3. Pre-handover processing. Seems to me there's a compromise in there to make both developers and bookkeepers/administrators happy - some kind of queue of potential payments that get converted to real payments once there's something in return, or send them off into a slowly decaying graveyard otherwise.

Just a quick note to say thanks for the great responses - I'm still filtering them through the mush in my cranial cavity & will follow up with another blog shortly

Hi!  Where is the documentation for how to configure the IPN for Cybersource with this extension?

You need to follow the standard CiviCRM instructions for

( is a brand owned by Cybersource, I am assuming that is what you are looking to details on.)  The extension only impacts, PayPal and eWay recurring. 


Here's clarification on a few items:

These are mandatory fields under card absent acceptance rules, so it's not up to processors or merchants to decide what they want to provide. How they respond to the data may vary, but they all need to submit it.

  • The card account number
  • The name as it appears on the card
  • The card expiration date as it appears on the card
  • The cardholder’s statement address

RE: separate transaction for memberships vs contributions: Merchants must send the correct processng code indicator (sale, recurring, installment, etc- Reference MasterCard or Visa Processing Rules).  Will the Gateway manage it automatically?  Will the specific form trigger it? This is something you'll need to explore, even if Civicrm manages triggering recurring payments.

What to call refund? It's important to recognize the differences. A return can be linked to a prior sale and use the prior authorization, or unlinked and there is no prior auth code or the amount of refund exceeds original sale amount. 

Some gateways call the first a refund, or return, and the latter a credit; others call it them both a credit and just omit prior sale data for unlinked transactions. Why does this matter?

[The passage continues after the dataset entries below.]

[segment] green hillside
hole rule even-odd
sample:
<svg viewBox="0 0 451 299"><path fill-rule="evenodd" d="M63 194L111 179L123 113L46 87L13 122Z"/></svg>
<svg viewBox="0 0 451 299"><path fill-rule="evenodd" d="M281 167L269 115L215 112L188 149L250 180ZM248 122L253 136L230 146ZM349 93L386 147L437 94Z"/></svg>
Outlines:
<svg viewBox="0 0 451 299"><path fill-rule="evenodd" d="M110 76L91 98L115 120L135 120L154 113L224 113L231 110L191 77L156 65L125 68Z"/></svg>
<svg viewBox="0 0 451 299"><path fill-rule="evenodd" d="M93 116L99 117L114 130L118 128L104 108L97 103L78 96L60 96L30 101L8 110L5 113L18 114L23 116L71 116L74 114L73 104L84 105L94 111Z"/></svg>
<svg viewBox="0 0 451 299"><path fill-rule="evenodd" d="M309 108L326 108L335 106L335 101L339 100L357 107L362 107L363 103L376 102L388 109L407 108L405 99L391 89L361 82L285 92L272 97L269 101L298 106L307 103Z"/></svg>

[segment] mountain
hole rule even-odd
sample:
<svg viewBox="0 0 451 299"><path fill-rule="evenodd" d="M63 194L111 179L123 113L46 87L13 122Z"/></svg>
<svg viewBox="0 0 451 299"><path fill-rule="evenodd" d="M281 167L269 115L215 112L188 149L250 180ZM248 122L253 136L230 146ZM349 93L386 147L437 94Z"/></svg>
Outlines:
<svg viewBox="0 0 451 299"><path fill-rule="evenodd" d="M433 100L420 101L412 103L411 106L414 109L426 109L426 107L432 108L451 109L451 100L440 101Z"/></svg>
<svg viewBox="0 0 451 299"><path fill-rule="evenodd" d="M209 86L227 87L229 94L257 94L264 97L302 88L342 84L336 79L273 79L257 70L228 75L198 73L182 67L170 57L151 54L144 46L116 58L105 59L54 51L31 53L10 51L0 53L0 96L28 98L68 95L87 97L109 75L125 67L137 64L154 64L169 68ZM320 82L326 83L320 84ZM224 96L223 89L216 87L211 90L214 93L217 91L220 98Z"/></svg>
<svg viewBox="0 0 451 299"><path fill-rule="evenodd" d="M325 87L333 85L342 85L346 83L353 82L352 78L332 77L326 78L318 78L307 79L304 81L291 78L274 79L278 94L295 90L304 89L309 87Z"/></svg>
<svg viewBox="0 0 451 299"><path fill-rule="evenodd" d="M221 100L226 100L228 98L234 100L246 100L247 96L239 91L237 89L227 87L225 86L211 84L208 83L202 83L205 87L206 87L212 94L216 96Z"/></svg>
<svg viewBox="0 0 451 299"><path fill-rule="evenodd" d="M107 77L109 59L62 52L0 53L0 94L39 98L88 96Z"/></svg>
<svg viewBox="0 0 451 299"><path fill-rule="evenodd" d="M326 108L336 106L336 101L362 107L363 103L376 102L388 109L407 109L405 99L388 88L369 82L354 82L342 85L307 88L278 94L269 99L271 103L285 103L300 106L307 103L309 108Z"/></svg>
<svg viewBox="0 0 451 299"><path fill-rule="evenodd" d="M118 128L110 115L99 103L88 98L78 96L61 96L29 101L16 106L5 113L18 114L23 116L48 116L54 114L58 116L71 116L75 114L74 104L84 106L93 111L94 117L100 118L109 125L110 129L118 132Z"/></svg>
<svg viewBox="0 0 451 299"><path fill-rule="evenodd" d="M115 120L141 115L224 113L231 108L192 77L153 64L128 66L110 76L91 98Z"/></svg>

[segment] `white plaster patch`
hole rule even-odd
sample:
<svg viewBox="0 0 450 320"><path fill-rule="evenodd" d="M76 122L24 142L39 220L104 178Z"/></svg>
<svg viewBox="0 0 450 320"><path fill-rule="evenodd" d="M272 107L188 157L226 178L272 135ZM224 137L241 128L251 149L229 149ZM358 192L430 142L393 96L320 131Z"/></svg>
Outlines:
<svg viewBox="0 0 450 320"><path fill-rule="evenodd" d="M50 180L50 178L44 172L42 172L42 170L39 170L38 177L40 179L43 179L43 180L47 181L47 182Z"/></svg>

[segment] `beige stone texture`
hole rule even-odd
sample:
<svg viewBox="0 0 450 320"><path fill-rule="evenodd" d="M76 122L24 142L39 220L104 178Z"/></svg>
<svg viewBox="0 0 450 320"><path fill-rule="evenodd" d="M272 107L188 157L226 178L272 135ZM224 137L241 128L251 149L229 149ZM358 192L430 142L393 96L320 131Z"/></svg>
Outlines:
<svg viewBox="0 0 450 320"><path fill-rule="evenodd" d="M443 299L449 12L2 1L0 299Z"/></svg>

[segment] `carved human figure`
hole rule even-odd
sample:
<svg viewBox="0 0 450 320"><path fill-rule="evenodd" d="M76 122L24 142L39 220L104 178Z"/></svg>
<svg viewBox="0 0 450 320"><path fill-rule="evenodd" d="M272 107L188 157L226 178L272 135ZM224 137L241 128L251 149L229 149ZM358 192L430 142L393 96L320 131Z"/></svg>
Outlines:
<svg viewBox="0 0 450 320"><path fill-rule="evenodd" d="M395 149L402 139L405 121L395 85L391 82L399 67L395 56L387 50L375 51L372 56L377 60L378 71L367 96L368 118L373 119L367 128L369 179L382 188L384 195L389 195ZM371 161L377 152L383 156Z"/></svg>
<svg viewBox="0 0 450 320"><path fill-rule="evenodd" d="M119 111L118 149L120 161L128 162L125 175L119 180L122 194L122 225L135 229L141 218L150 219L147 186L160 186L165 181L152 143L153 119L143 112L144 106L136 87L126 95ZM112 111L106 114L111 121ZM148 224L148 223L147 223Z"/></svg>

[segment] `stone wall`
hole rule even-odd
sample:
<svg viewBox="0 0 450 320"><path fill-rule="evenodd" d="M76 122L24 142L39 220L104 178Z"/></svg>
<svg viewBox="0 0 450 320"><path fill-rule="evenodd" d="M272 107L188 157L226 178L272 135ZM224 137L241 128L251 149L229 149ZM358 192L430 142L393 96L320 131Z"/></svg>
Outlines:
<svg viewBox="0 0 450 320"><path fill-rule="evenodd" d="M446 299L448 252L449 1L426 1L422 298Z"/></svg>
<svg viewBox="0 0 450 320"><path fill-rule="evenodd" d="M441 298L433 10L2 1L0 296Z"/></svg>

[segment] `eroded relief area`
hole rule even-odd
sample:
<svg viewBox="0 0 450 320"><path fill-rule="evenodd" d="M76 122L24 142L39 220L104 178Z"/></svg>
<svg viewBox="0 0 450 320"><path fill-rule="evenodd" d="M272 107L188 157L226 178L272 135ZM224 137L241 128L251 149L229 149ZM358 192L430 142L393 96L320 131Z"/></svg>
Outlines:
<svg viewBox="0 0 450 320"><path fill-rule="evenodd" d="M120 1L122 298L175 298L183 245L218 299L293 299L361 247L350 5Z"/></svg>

Because PCI 3.0 requires merchants limit transaction functions by user. Very few people should ever be allowed to perform a credit (unlinked). I suggest you use REFUND (requires prior auth) and CREDIT (unlinked or exceeds).  This will support gateways that manage limiting by account set up as well as by user roles.

Some processors are providing physical card swipe devices that work with their CiviCRM extension. ( such as the latest version of the iATS extension). Seems like this could be treated as a "card present" transaction.